Colourful graphic with people of differing abilities chatting with each other

Depuis deux ans, l'économie mondiale subit coup sur coup. Les arrêts de production dus au coronavirus, les incendies de forêt et les inondations massives ont provoqué d'importants retards dans les chaînes d'approvisionnement du monde entier. Alors que la demande des consommateurs augmente, les industries ont du mal à suivre. Les entreprises se démènent pour trouver des travailleurs face aux pénuries de main-d'œuvre.
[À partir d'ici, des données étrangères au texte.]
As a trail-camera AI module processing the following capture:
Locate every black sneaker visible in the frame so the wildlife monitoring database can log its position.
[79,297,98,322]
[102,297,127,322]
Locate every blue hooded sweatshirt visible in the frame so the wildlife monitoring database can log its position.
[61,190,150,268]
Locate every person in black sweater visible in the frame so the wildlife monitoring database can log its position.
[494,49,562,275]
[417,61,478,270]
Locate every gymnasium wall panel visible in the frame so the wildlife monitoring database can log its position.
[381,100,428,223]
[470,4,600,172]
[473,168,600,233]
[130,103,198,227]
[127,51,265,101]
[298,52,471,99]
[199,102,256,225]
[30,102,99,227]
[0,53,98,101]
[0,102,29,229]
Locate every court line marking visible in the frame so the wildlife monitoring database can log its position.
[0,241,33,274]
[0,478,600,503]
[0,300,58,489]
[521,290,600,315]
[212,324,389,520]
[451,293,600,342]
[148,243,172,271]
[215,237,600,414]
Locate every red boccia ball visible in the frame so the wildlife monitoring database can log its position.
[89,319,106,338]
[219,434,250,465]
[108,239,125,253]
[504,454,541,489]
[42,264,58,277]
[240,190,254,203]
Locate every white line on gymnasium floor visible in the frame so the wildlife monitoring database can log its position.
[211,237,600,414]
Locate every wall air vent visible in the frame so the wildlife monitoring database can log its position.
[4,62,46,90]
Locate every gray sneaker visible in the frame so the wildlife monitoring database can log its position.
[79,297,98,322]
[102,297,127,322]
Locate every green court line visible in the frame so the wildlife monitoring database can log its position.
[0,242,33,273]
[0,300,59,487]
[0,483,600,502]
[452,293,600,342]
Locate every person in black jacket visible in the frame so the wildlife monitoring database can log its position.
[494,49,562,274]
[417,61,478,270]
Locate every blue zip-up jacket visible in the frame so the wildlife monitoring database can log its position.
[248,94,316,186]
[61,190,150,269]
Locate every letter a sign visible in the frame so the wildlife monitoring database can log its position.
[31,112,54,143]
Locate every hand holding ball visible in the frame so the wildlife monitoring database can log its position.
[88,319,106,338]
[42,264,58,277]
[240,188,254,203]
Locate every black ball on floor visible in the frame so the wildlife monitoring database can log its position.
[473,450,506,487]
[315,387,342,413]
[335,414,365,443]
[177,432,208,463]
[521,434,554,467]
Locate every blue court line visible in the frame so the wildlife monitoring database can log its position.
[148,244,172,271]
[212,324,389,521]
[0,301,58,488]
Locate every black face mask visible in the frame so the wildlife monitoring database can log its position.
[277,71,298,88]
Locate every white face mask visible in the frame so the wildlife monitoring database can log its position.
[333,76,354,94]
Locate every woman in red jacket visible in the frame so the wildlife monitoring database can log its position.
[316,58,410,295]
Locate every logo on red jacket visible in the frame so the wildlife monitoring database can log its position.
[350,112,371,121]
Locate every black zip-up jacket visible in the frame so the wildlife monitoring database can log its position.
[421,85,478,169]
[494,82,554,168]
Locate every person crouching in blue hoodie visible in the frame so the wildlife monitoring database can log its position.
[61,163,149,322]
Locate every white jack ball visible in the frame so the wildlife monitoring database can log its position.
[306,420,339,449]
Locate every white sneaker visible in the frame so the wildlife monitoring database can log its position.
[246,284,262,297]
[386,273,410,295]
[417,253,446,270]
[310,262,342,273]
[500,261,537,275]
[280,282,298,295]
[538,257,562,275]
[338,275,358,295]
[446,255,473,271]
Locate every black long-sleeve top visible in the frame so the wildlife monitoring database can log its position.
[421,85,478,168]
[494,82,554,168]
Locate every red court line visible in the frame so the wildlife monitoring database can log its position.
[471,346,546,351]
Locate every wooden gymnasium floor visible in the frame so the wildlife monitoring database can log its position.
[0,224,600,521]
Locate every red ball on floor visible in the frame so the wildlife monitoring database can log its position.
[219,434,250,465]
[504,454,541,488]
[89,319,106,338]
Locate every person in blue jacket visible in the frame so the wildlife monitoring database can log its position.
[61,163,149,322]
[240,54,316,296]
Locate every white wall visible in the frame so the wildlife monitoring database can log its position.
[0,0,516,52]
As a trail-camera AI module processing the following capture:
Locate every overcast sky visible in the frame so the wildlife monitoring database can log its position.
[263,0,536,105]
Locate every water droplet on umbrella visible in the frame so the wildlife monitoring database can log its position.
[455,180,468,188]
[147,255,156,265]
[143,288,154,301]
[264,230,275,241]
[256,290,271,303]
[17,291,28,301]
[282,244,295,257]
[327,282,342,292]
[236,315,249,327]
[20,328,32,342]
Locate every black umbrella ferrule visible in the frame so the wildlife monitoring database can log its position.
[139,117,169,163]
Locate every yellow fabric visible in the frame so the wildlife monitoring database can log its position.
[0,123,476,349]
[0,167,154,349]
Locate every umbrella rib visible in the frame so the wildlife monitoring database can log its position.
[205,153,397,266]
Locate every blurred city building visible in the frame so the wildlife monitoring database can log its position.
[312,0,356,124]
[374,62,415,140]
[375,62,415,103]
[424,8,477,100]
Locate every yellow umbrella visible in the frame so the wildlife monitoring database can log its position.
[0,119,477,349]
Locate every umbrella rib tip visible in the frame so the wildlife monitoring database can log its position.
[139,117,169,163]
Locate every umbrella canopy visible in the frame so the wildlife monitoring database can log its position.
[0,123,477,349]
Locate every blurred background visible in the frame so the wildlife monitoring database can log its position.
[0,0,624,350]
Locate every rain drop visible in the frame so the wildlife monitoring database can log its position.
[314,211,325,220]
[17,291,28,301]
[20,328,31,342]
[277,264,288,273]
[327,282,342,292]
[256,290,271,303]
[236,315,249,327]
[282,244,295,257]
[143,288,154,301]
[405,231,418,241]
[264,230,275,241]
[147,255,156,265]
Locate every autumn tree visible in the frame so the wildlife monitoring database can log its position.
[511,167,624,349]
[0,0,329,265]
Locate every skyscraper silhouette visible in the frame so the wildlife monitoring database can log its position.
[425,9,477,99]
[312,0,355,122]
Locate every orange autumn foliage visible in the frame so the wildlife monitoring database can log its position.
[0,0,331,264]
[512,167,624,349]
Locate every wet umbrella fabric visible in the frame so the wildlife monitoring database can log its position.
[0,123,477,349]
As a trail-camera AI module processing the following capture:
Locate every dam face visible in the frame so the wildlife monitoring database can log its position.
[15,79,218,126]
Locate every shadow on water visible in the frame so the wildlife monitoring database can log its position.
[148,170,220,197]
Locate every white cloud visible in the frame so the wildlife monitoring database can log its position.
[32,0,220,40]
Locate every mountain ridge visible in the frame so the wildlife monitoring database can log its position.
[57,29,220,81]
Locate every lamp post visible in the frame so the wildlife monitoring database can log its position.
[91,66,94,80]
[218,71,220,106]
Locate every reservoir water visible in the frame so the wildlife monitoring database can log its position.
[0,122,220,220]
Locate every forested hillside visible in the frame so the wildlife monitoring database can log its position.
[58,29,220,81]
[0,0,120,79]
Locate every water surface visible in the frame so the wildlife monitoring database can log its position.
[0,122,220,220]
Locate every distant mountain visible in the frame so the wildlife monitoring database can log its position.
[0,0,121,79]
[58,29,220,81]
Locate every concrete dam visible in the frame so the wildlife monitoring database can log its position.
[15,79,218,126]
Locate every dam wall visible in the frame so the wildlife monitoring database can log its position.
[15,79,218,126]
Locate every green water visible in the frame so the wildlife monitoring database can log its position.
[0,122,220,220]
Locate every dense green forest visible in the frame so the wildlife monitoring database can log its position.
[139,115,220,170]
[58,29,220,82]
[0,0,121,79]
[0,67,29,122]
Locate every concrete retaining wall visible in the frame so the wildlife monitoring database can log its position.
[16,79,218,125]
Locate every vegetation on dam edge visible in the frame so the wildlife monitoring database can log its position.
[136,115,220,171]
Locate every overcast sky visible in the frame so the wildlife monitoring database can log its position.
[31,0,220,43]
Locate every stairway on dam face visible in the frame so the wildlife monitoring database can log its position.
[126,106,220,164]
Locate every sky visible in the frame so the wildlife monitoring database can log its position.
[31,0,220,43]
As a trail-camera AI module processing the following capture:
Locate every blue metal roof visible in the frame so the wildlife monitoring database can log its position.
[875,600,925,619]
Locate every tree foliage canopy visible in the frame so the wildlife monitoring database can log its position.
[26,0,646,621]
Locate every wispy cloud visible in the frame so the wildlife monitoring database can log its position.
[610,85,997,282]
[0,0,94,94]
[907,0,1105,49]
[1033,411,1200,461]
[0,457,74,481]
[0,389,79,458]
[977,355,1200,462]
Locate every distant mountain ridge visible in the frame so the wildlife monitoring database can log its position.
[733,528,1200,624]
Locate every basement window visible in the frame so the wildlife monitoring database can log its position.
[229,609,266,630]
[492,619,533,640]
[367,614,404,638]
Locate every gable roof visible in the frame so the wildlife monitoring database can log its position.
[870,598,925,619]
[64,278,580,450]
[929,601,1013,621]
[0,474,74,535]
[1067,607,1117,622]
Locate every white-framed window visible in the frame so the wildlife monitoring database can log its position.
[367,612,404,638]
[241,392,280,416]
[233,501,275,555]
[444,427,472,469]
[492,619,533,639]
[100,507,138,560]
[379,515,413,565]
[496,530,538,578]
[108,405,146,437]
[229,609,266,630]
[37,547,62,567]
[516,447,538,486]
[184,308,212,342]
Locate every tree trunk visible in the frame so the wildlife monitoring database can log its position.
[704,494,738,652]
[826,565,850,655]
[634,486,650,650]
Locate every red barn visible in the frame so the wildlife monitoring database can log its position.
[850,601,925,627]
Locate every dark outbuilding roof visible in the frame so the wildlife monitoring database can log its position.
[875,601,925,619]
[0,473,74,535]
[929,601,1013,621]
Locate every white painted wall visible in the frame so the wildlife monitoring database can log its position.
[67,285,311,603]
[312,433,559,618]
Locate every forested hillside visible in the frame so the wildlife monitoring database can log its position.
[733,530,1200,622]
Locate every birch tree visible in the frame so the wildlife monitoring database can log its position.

C'est toute une économie mondiale qui cherche à embaucher.

"Nous vivons un moment qui aurait dû arriver il y a longtemps", déclare Krista Carr, vice-présidente exécutive d'Inclusion Canada. "La pandémie de COVID-19 a poussé l'emploi là où il n'avait jamais été. De plus en plus de personnes travaillent à domicile. Nous avons trouvé davantage de moyens d'utiliser la technologie et de faire les choses virtuellement. Il existe de nombreuses opportunités pour les personnes désireuses de travailler comme tout le monde".
Mme Carr a passé près de 30 ans de carrière à apporter son soutien aux personnes atteintes de déficiences intellectuelles et de troubles du développement. L'objectif de sa vie a été de créer des lieux de travail inclusifs, un mouvement qui a été une bataille difficile. Selon elle, l'heure du changement a sonné.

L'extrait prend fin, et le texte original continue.